‘Many popular iOS apps don’t encrypt network traffic’

A German security researcher and former Apple employee has looked at the security of Germany’s 200 most popular iOS apps. He states that 111 apps do not encrypt their network traffic, among other things.

The researcher, Thomas Jansen, shared his findings with the German newspaper Die Zeit. For example, because the apps do not use an encrypted connection or adequately verify the associated certificates, an attacker with a man-in-the-middle position on a wireless network could intercept data. For example, he could get his hands on logins or other sensitive data. So far, Jansen has reported 51 unsafe apps to 24 developers, of which 16 responded and 5 provided a fix.

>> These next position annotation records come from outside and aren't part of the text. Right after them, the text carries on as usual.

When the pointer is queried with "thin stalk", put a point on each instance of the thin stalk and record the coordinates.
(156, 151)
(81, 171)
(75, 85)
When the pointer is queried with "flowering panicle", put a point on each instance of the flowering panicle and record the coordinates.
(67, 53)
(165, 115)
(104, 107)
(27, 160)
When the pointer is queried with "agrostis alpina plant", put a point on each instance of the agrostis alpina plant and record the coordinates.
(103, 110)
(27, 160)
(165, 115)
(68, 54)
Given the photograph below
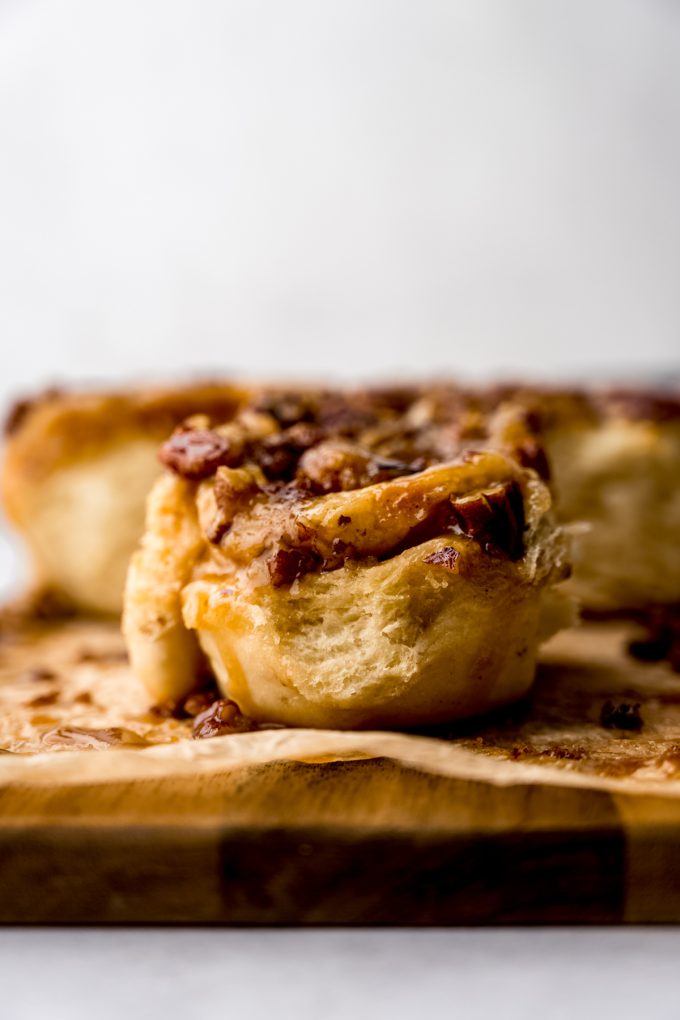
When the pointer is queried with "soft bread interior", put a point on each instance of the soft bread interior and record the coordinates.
(398, 643)
(621, 479)
(83, 522)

Linus Neumann of the German Chaos Computer Club has reviewed Jansen’s findings and tells the newspaper that “there are no longer any arguments for sending plaintext these days.” Apple has not commented on the findings. The company originally wanted to require developers to use App Transport Security by January 1, this year, but postponed this deadline to an unknown date.

The security feature was introduced in iOS 9 and aims to ensure a secure https connection between an app and its backend. Apple states that this should be applied in all cases, but there are exceptions. Sometimes an app needs to connect to an unsecured domain, for example from a cdn. In that case, the developer must specifically capture that domain.